Recently, I was listening to a conductor of a national all-state high school band during the band’s final performance as he addressed the audience which was mostly filled with parents, friends, and family members of the very talented performers. He began by comparing athletics to music, a daring move. In baseball, a .300 batting average is considered very good; (that’s getting a hit fewer than 1 out of 3 times at bat…). In football, if you’re not successful in scoring a touchdown, you get to punt the ball, and if you stop the opposing team on their next try, you get the ball punted back to you to try again. In basketball, there is a bench of reserve players waiting to come in if a certain player commits a foul or just isn’t getting the job done. As a member of a performing ensemble, we do not have these luxuries. At our performances, we have to get it right…the first time. There are no times out, no reserve performers waiting to come in “off the bench” – no second chances. He admonished the audience that music performance demands perfection…the first time. He then went on to compare music to academics, yet another daring move. He noted that in most academic classes, 95% would get you an “A” grade. He then asked the band to perform an excerpt from an arrangement of Shenandoah playing only 95% of the notes correctly. It sounded like a train wreck! He then stated, “And that would get you an “A” in most, if not all, classes.” Who would want to listen to a band or choir which performed 5% of the notes incorrectly? Who would want to be part of such an ensemble? What a sobering thought!
The fact of the matter is that music performance, whether choral or instrumental, is indeed something which stretches performers in ways that academics and athletics simply cannot. First, it requires usage of both sides of the brain, simultaneously.
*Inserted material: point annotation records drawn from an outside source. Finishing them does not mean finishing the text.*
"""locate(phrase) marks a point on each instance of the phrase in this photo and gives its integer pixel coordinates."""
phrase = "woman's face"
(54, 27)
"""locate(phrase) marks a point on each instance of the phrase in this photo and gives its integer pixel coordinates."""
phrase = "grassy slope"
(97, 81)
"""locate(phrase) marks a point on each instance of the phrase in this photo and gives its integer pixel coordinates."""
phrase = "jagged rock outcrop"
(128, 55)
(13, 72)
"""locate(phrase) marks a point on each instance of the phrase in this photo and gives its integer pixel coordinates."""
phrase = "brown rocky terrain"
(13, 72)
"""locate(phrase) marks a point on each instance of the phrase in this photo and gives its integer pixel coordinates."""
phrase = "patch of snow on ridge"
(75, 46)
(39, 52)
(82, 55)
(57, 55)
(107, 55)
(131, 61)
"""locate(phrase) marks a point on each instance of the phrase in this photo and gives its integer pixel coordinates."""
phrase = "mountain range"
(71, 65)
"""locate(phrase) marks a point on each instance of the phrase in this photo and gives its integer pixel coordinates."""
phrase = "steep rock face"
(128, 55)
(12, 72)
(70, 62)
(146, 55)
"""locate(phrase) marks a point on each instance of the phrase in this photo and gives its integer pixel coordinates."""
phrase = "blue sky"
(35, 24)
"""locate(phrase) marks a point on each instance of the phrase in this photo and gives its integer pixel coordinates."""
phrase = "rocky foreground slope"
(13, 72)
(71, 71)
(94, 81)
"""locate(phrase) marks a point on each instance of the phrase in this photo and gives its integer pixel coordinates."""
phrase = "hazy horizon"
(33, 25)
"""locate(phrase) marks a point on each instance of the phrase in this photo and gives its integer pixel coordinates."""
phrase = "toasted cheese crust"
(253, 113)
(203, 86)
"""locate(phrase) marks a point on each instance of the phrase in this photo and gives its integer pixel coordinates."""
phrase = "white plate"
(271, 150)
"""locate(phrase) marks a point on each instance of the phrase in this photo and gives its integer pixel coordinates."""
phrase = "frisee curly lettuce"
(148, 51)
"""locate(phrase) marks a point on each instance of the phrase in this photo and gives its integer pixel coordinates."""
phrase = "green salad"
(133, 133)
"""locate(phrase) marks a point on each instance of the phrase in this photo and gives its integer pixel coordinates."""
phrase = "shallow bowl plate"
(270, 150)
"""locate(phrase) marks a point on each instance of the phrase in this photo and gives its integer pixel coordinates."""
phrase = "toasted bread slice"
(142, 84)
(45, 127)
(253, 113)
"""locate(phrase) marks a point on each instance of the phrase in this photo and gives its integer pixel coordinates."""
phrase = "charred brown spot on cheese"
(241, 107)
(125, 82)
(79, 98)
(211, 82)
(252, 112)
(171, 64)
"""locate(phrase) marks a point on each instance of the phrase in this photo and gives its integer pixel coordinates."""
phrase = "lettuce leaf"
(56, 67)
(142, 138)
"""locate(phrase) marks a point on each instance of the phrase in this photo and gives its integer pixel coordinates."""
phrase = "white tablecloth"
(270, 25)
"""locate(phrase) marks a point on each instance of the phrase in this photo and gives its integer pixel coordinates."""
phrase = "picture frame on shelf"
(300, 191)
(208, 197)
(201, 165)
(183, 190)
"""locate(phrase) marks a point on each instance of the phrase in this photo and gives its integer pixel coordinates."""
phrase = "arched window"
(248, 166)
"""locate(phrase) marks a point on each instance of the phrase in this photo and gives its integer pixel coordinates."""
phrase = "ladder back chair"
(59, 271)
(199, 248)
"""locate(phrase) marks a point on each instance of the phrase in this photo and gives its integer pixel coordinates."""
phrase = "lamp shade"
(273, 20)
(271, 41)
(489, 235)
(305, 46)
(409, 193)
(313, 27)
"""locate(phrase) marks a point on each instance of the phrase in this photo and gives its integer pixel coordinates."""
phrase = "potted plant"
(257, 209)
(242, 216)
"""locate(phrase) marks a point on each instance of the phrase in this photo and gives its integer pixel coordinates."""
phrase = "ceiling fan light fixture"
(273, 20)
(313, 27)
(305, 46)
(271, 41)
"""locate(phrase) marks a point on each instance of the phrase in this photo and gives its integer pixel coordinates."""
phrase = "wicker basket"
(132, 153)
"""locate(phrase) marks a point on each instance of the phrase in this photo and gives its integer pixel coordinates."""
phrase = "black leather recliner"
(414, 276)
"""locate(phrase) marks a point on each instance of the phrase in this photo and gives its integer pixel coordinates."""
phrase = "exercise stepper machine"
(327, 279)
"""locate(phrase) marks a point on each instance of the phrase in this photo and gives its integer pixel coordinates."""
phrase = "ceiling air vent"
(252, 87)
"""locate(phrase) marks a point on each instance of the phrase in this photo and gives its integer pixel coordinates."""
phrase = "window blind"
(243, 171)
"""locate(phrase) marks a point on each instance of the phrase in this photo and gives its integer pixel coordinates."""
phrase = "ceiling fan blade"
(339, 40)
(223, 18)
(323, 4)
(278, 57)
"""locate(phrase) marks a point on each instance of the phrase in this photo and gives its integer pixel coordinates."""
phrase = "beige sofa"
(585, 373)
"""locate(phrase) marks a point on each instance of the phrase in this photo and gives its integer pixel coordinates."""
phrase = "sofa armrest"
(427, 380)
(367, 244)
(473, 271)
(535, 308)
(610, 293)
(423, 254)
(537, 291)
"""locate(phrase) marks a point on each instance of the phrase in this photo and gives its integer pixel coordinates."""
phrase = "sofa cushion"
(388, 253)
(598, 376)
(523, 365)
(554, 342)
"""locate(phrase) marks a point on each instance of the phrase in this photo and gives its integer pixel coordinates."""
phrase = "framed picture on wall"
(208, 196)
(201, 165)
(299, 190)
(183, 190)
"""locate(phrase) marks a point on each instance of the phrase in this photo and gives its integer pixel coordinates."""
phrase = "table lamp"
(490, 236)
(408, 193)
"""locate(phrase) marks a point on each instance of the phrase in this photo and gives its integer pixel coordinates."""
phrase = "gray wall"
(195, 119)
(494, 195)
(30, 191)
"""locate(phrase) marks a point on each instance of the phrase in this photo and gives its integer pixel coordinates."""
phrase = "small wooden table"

Second, it is a “team” activity, but it’s also an art form, again simultaneously. One could argue that catching a 50-yard pass is also an art form, but it is only one person who has to catch the ball, not the entire team. Because music performance demands perfection, our mindset as performers cannot be just one of athletics or academics. It must be athletic, academic, AND artistic. When this occurs, music then makes life more beautiful, more meaningful, and more fulfilling in ways other disciplines alone cannot, both to consumer and performer.
Recently, I was adjudicating a choral festival, and it was my turn to work with the performing choir in a clinic situation. When I arrived in the room, the choir singers were waiting impatiently and seemed to be somewhat unfocused. I worked with them, trying to improve several aspects of their performance, but there seemed to be little enthusiasm toward that end. I then asked, “How many of your math teachers are required to take their math classes to a competition where the class must work as a whole, solve problems, and be rated on the level of their success? How about your science teachers? English teachers?” I then stated, “But, this is what your choir director has to do with you! Your success is a reflection on you, your choral program, your school, your community, and your conductor. What you and your director work toward IS special and requires a tremendous amount of effort, dedication, and commitment….from everyone, if it is going to be a performance of which to be proud!” They got it! The fire was lighted!
What we do in LACS is special too! Choral music requires each individual to do his/her part to the very best of his/her ability. The continuation of the choral standard for which we set day in and day out, performance after performance, and year after year is at stake. It is not an option for us to “hit .300,” or to have the mindset that 95% is good enough. As we move closer to the first concert of this 31st season, I urge you to let the fire be lighted in you to strive for your very best. Singers in your section and I are expecting this of you. The legendary, late choral conductor, Howard Swan, wrote in his book, The Conscience of a Profession, “Only the best is good enough.” I interpret this to be my best and your best…after all, this IS a team activity…one in which we all count on each other because there is no “bench.”